Here on the farm, we know how important water is. We need it to drink, of course, as does every living thing. We also need it to wash, and to help our plants grow. This year, we have spent a surprising amount of time viewing water as the enemy, because this has been one of the wettest years on record, and erosion has been a constant challenge. So in all its forms, water is a key player at Longleaf Breeze.
Amanda and I anticipate a day when clean and safe water will be far more precious here than it is now, so we’re taking steps to prepare:
- I never flush the toilet here, because I use the composting toilet and pee outside. When Amanda does, she’s flushing a dual flush toilet that uses as little water as possible.
- When we built the barn, we attached gutters and directed the water in them to one 6-inch PVC pipe. Right now, that pipe simply discharges down a hill. Our hope is that one day we will pipe it to a rainwater storage tank, from which we will pump water as needed for the household.
- We will continue to use the well to irrigate crops, but we hope and expect it to be drip, not spray.
The point of this post, though, is not how much we are doing to be responsible but how little.
First, understand that all this erosion we’ve been struggling to control wouldn’t be a challenge if it weren’t for us. There was no erosion problem on Longleaf Breeze until the property was logged by the previous owner and little even after that. The horrendous, vexing, heartbreaking erosion of our topsoil is concentrated in the areas where Amanda and I have made the most changes in the process of conforming the farm to what we think works well for us. I look the enemy in the eye every time I brush my teeth.
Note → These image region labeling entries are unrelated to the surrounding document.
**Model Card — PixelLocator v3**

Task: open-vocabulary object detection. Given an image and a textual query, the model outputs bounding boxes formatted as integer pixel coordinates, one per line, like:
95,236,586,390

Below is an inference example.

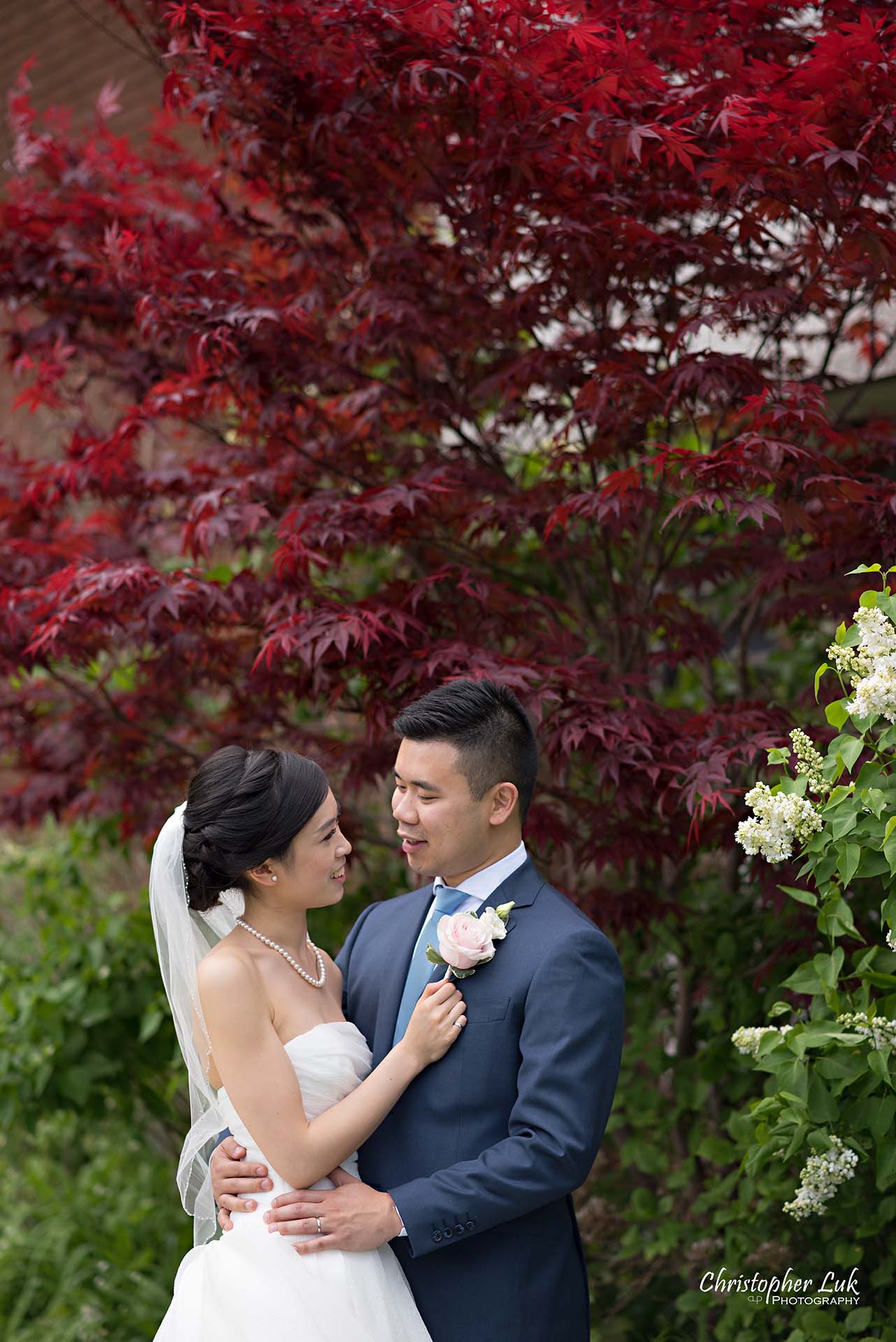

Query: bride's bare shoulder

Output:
196,937,261,993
We get 52 inches of rainfall in an average year. Do we really need to irrigate our crops? We overwatered last summer, which means our zeal to spray water on our vegetables (no irrigation line in place then!) probably lowered our production rather than raising it. For whatever reason, we’ve decided we need to irrigate. Maybe we’re carefully preparing for those occasional years of extreme drought, or maybe we’re just greedy.
I read with awe and respect those accounts of people who have committed to use no more than 25 liters of water per day, taking steps like washing their bodies only with a damp rag and flushing their toilet only once per day. We shower almost every day. When we don’t it’s because we’re lazy, not virtuous. And we don’t even do the “if it’s yellow, let it mellow” thing.
So on this day when a few more people than usual are thinking about how important water is, I am asking myself why I’m not a better steward of this precious resource. In all likelihood, I will do better in years to come, not because I will be a better person then but because I will have no choice. We will all do a better job of conserving water in the future. Might as well get started now.